Красота сравнения пугающая, взгляд несет на себе, вносит смерть; смерть задевает как вид, всякий, окончательный, последний; в каждом увидении мы умираем; и так далее, ниточка чтения будет разматываться долго, я бы сказал, без конца. Вы, которая не поклонница Бродского, сразу сделали для него больше, чем все восторги, задели его смертью, не прискорбной скоропостижной творца, а простой и всякой, человека. Я, читая, при событии воскрешения, возвращения, напоминания о том, сколько смерти в каждом взгляде.

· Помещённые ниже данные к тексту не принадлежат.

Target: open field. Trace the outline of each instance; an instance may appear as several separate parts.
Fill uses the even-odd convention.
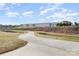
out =
[[[43,31],[38,31],[37,33],[38,33],[37,36],[41,36],[41,37],[79,42],[79,34],[70,35],[70,34],[43,32]]]
[[[0,32],[0,54],[24,46],[27,42],[18,39],[20,33]]]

Но я не могу запомнить стихи, выучить их наизусть. Они не укладываются в своей словесной отливке; «уставившись в небо» расползается, «уставившись» оживает одно и обрастает своим пейзажем, в котором «небо» оказывается только одной из возможностей. На слове «скрепа», признавая ее видимую прямоту, я по своему строительному опыту не могу отмыслить ее загнутые под прямым углом острые с рисками-зацепками концы. «Лазурь слепоты» поражает меня сходством с моим непроглядным белым светом, но именно из-за проблеска близости я боюсь приблизительности и нахожу разницу. Из-за интерференции с моим белым светом «лазурь слепоты» не ложится на ум. «У края изгнанья, за краем конца» заставляет думать о проблематичности, все-таки, изгнания Бродского, в какой мере оно было его замыслом и, значит, не изгнаньем, как у Данте, побежденного в поединке. Зато надгробным камнем, прочно навсегда ложатся слова «Так мертвый уносит, захлопнув свой том, ту позднюю осень с названьем “при нем”». У каждого целый мир, и смерть — конец его всего, но невидимо шатающая другой, такой же целый, и у Вас это с блеском и силой сказано в связи с небом, тонущим во взгляде. — Ваше принесение на могилу цветов от Ахматовой и Цветаевой, остроумное и безупречное, оставляет Вас при возложении венка в стороне, видно, как Вы внимательно смотрите и неслышно за них говорите — от себя выступать уже не нужно, трое у могилы четвертого говорящая фигура. Вы вообще не столько говорите, сколько делаете. «И над всею потравой над долинами слез… он встает на колени», дым, цветной туман. Поэзия измеряется количеством сделанного, Вы делаете и дарите всегда много.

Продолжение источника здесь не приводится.